Business in the city centre was not adversely affected on the first day of the bus strike on Sunday, but it declined yesterday.

That's according to the Dublin City Business Improvement District, or BID, which represents 2,500 businesses in the city.

It reported footfall in the city centre, as recorded by its counting cameras, as steady on Sunday, the first day of the strike.

However, it subsequently declined by 15% yesterday.

Dublin BID members have been reporting a decrease in trade in line with the footfall figures.

The average business is seeing a decline in business levels of between 15 and 20%, according to the group.

"We urge all parties to engage in meaningful negations through the Labour Relations Commission to come to an agreement.
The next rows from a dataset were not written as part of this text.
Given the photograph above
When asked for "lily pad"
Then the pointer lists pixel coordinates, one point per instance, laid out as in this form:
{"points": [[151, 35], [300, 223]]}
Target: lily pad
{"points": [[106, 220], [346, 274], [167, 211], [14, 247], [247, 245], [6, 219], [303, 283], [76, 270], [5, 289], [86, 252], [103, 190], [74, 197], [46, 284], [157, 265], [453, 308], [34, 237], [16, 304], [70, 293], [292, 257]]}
City centre businesses are simply not in a position to sustain declines of this magnitude," Richard Guiney, CEO of Dublin City BID said.

The Small Firms Association says losses of the order of about €4 million could be realised by businesses in the city.

It says the losses will arise from lost productivity and consumers simply staying away from the city.

"While employees are making great efforts in attending work, there is still time lost and the overall cost in terms of days lost is difficult to access, but the SFA estimate if employees in Dublin lost just 30 minutes today the result is 53,431 days lost, a lost productivity cost of just over €4 million," Avine McNally, Director of the SFA said.